What's the difference between Federal Student Loans and Private Student Loans?

Federal Student Loans -These loans carry fixed interest rates and so usually have a lower total cost than private loans with variable rates. If you need to take out student loans to pay for school, start with federal loans first.

Private Student Loans - After you have exhausted your federal loan options, consider private loans as an alternative funding source. It's important to compare private student loans when shopping to find the best match for your needs.

How do I find student loans?

Federal Student Loans - As of July 1, 2010, you will have to go directly through your college to get federal loans as all federal student loans are being moved to the Direct Lending Program.

How do I comparison shop for private loans?

Private loans are a source of funding meant to supplement (not replace) borrowing through federal student loans. For many students, federal loans aren't enough to cover the cost of attendance. In this case, private student loans might be an appropriate option.
  • Compare Private Student Loans - While federal loans are regulated to have the same rates and fees, private student loans come in different shapes and sizes. So it's important to compare different private student loans across many different variables and features to find the right product for your needs.

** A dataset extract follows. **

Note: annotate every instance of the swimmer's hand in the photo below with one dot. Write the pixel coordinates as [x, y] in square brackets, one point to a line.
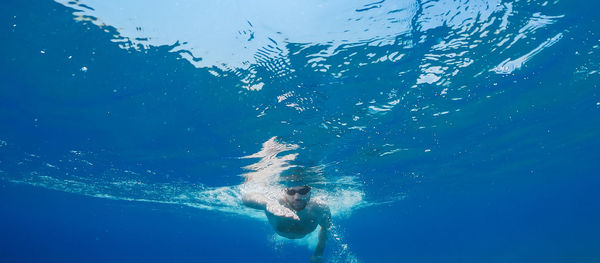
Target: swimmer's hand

  • Find low interest student loans - The Annual Percentage Rate ("APR") on a loan factors in all the costs associated with the loan so that you can compare one loan to another on an apples-to-apples basis. But interest rate alone is not an adequate point for comparison. For example, a loan with a high interest rate might look worse than a loan with a lower interest rate, but high fees on the lower-rate loan mean that it might actually be more expensive. The APR would reflect this difference.

  • Also compare total cost of loan, or "price" of loan - This takes repayment terms such as interest rates and timeline for repayment into consideration. Your need for $5k today, may cost you considerably more if paid back over the course of 10 years. APR expresses a similar point of comparison, but it's often useful (and sobering) to see how much a loan might cost you over time. Remember - loans with shorter repayment terms will usually cost less than those with longer repayment terms.

*Keep in mind that your education is going to span several years - borrowing can really add up, so proceed with caution. When you're trying to find the right student loan, remember to shop around.